Think your state should legalize weed, raise taxes, lower taxes, provide more benefits for people working in the gig economy? Your state has at least one or two propositions that you probably feel very strongly about. Let your opinion be known, decisions that happen on the state and local level are the type of governance that you can truly feel and see.

It’s really not enough to blindly vote along party lines. Don’t vote for that judge or official just because they have Republican or Democratic affiliation, look into their record, and decide if this is someone you feel good about voting for. You might find yourself skipping out on certain positions because you don’t agree with either candidate, that’s totally okay too!

Volunteer To Be A Poll Worker (If You Can)

In a perfect world, we would’ve all been registered to vote by mail automatically. But we’d also like to remind you that in a perfect world, we wouldn’t be living through a pandemic. We have no real choice but to play the cards we were dealt — and if we want this election to go down as smoothly as possible, we need to seriously consider becoming poll workers this year. If you’ve ever voted before, you may have noticed that a vast majority of the smiling faces you see at the polls who are there to give you a ballot and that coveted “I Voted” sticker are old.

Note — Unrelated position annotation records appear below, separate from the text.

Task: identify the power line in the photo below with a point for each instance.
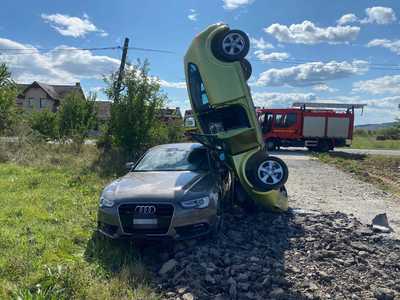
(28, 51)
(294, 62)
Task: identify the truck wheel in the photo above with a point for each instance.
(266, 172)
(232, 45)
(246, 67)
(323, 147)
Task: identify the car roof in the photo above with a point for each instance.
(183, 146)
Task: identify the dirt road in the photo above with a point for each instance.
(316, 186)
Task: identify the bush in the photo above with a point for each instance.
(134, 125)
(45, 123)
(77, 116)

Grandmas, grandpas, swinging seniors… over half of all poll workers in the 2016 election were over the age of 60.

That’s not great, especially considering older people, and people with compromised immune systems are particularly susceptible to COVID-19. Which means this election needs healthy young people to put themselves at risk. So if you’re young and healthy and aren’t terrified of the possibility of catching COVID-19 (or have a preexisting condition), you should volunteer to be a poll worker (if you can).

After Election Day, you should limit your contact with people until you can get tested for COVID-19. It’s going to suck and be an inconvenience, but as we mentioned before — this election is pretty damn important. If you’re interested, Crooked Media has an easy portal for registering to be trained as a poll worker at your local polling place.